Lucia Neco estuda o comportamento social em aranhas
A #MulherCientista desta semana descobriu que aracnídeos fazem amizade e são bons de cooperação. E agora estuda se é possível expandir a definição de comportamento social para incluir plantas e até bactérias.
Se você se lembra da viúva-negra arrancando a cabeça de um macho sempre que pensa em aranhas, não faz ideia do quanto esses aracnídeos podem ser amigáveis. Existem espécies cujos indivíduos colaboram nas caçadas e até constroem teias juntos. Alguns desses bichos de oito patas elegem melhores amigas, com quem preferem passar o tempo.
Existem mais de 50 espécies de aranhas consideradas sociais. Entender o comportamento desses animais é a paixão de Lucia Neco. Ela começou estudando moscas-das-frutas (as famosas Drosophila) em sua graduação em biologia na UFBA, mas já no segundo ano do curso resolveu mudar da presa para o predador.
No mestrado, ela comparou o comportamento de aranhas com o de insetos que possuem uma estrutura social bem definida, como as abelhas e formigas.

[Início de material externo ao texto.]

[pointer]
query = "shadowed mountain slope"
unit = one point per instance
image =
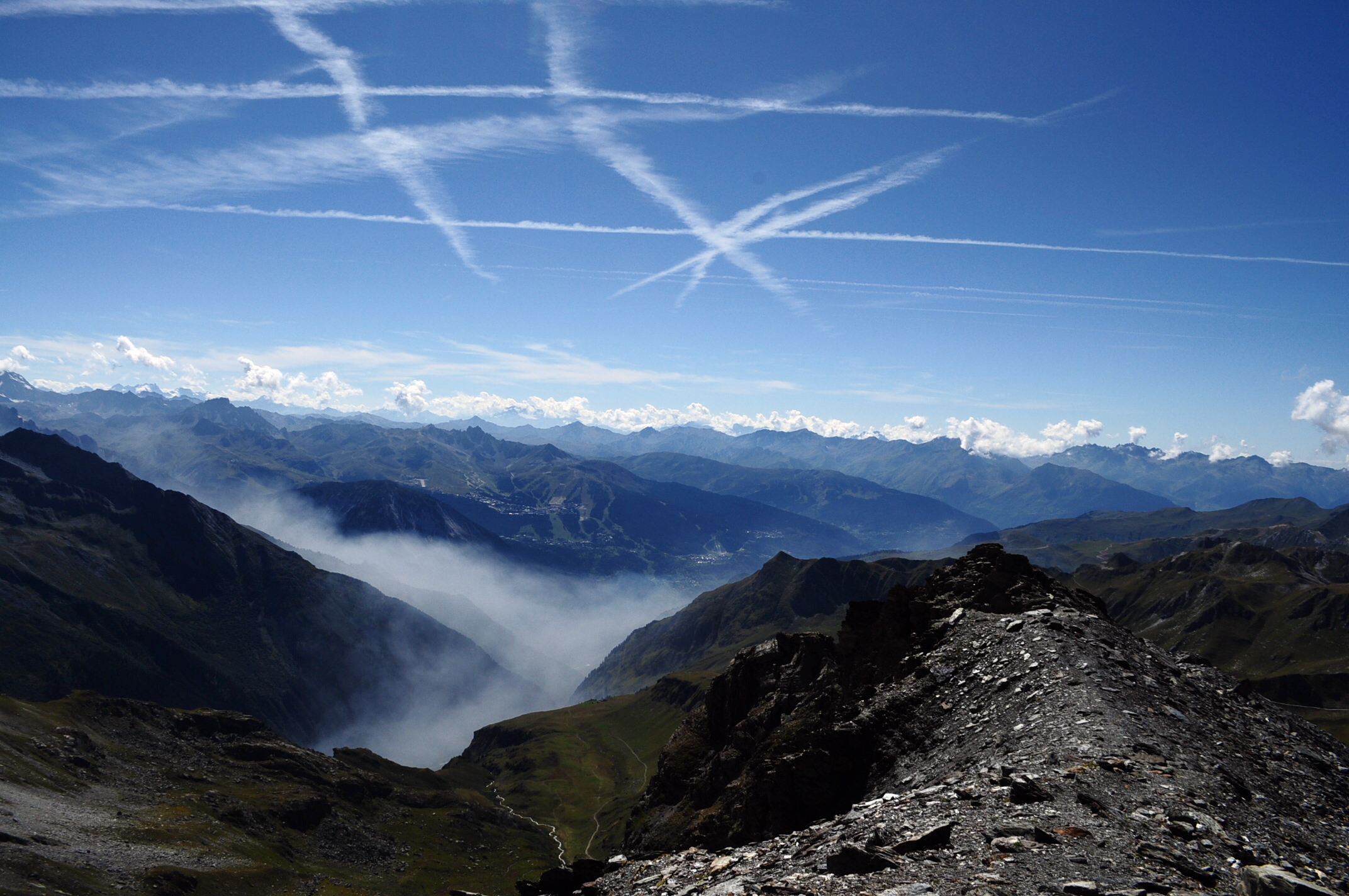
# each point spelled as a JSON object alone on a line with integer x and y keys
{"x": 113, "y": 585}
{"x": 784, "y": 595}
{"x": 363, "y": 508}
{"x": 107, "y": 797}
{"x": 582, "y": 768}
{"x": 882, "y": 517}
{"x": 989, "y": 715}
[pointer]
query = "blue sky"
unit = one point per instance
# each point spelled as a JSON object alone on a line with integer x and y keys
{"x": 645, "y": 213}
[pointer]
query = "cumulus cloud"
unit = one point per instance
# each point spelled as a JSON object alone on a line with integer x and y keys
{"x": 14, "y": 362}
{"x": 98, "y": 361}
{"x": 138, "y": 356}
{"x": 413, "y": 398}
{"x": 984, "y": 436}
{"x": 192, "y": 377}
{"x": 410, "y": 397}
{"x": 260, "y": 381}
{"x": 1328, "y": 409}
{"x": 1174, "y": 451}
{"x": 1223, "y": 451}
{"x": 55, "y": 385}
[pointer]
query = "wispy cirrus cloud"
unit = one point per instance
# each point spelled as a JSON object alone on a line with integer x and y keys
{"x": 281, "y": 164}
{"x": 596, "y": 119}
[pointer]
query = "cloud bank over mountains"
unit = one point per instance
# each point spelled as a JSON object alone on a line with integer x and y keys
{"x": 411, "y": 398}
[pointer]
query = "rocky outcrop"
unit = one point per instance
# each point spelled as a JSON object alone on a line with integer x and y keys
{"x": 989, "y": 733}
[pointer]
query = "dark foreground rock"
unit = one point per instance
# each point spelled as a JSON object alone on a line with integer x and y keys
{"x": 992, "y": 733}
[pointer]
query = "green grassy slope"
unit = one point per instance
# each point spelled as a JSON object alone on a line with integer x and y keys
{"x": 582, "y": 768}
{"x": 1252, "y": 610}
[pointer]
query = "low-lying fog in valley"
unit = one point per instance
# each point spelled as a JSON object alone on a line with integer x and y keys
{"x": 547, "y": 628}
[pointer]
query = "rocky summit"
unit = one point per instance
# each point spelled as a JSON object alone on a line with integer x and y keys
{"x": 989, "y": 733}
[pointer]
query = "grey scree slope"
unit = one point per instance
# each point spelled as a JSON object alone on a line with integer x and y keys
{"x": 1055, "y": 752}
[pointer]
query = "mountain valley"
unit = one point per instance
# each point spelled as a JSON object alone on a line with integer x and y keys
{"x": 825, "y": 717}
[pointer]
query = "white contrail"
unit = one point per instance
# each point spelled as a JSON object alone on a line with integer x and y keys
{"x": 736, "y": 234}
{"x": 951, "y": 240}
{"x": 697, "y": 259}
{"x": 404, "y": 219}
{"x": 398, "y": 153}
{"x": 162, "y": 88}
{"x": 594, "y": 130}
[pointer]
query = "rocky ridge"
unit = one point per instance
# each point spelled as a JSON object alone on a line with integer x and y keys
{"x": 990, "y": 733}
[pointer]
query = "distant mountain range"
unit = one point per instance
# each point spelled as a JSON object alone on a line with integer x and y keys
{"x": 114, "y": 585}
{"x": 560, "y": 510}
{"x": 989, "y": 488}
{"x": 1000, "y": 489}
{"x": 873, "y": 513}
{"x": 1194, "y": 481}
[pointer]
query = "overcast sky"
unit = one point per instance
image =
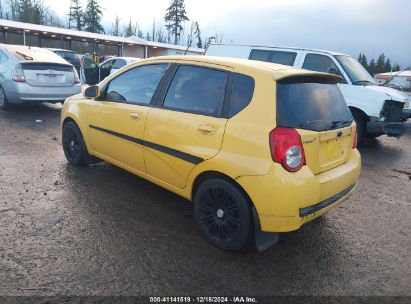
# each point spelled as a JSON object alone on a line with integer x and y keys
{"x": 348, "y": 26}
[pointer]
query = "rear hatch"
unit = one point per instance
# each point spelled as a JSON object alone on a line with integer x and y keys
{"x": 47, "y": 74}
{"x": 315, "y": 107}
{"x": 44, "y": 68}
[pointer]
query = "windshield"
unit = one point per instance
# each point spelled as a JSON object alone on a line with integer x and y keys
{"x": 36, "y": 54}
{"x": 70, "y": 56}
{"x": 355, "y": 71}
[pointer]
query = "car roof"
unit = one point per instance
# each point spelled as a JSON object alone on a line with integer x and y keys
{"x": 279, "y": 71}
{"x": 38, "y": 54}
{"x": 281, "y": 47}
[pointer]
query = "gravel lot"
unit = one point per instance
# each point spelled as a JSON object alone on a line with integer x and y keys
{"x": 102, "y": 231}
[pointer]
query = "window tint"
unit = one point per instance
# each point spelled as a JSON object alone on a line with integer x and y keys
{"x": 137, "y": 85}
{"x": 286, "y": 58}
{"x": 107, "y": 65}
{"x": 3, "y": 57}
{"x": 319, "y": 63}
{"x": 67, "y": 55}
{"x": 242, "y": 93}
{"x": 197, "y": 89}
{"x": 119, "y": 63}
{"x": 89, "y": 63}
{"x": 311, "y": 106}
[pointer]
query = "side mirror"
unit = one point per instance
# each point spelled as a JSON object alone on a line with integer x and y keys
{"x": 92, "y": 92}
{"x": 333, "y": 71}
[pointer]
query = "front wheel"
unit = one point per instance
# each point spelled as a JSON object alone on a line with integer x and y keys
{"x": 73, "y": 144}
{"x": 3, "y": 100}
{"x": 223, "y": 214}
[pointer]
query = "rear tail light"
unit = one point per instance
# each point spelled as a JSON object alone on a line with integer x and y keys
{"x": 18, "y": 74}
{"x": 287, "y": 149}
{"x": 354, "y": 143}
{"x": 76, "y": 78}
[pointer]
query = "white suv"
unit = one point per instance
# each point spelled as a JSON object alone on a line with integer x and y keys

Para isso, Lucia analisou a Anelosimus eximius – uma das espécies mais sociais de aranhas – em situações do cotidiano, como a captura de presas ou durante o rompimento de uma teia. A pesquisadora marcou as aranhas com cores diferentes e observou a interação entre elas. Foi assim que ela constatou a formação de “panelinhas” de aranhas que preferem fazer as atividades em conjunto.
De maneira geral, as aranhas sociais não possuem hierarquia e divisão de tarefas tão bem definidas quanto às dos insetos, mas elas sabem cooperar para atingir um objetivo em comum. Além de caçarem e consertarem a teia juntas, elas também cuidam dos ovos umas das outras.
Lucia também já realizou pesquisas com mamíferos. Ela investigou a automedicação entre esses animais. Quando estão doentes, alguns deles procuram plantas, solos ou até outros animais que tenham substâncias com algum efeito terapêutico. Há relatos de macacos passando frutas cítricas no corpo para afastar insetos – o mesmo princípio da citronela que compramos como repelente.
A pesquisadora coletou e revisou estudos que descreviam a automedicação em várias espécies. A abrangência desse comportamento em diferentes mamíferos leva a concluir que o comportamento evoluiu por seleção natural mais de uma vez. Os biólogos chamam isso de evolução convergente.
Mas vamos voltar às aranhas. Será que só os animais podem ser considerados seres sociais? Afinal, o que é um comportamento social? São esses temas que Lucia está estudando atualmente na Universidade do Oeste da Austrália. Ela faz doutorado em filosofia da ciência, e explora o que um indivíduo ou comunidade de seres vivos precisam ter para serem considerados sociais.
Geralmente, os livros e estudos abordam a socialidade apenas em animais. A pesquisadora propõe que o mínimo necessário para essa classificação é que o ser em questão tenha algum grau de autonomia e cognição (que pode ser definida, grosso modo, como a capacidade de perceber o ambiente ao redor e obter informações sobre ele). Isso abre espaço para que plantas e microorganismos também sejam considerados sociais.
Afinal, bactérias podem interagir entre si para alcançar um objetivo em comum, enquanto as plantas têm capacidade de responder a mudanças no ambiente externo e interagir umas com as outras. No futuro, Lucia pretende voltar ao Brasil e converter esse conhecimento em pesquisas no país.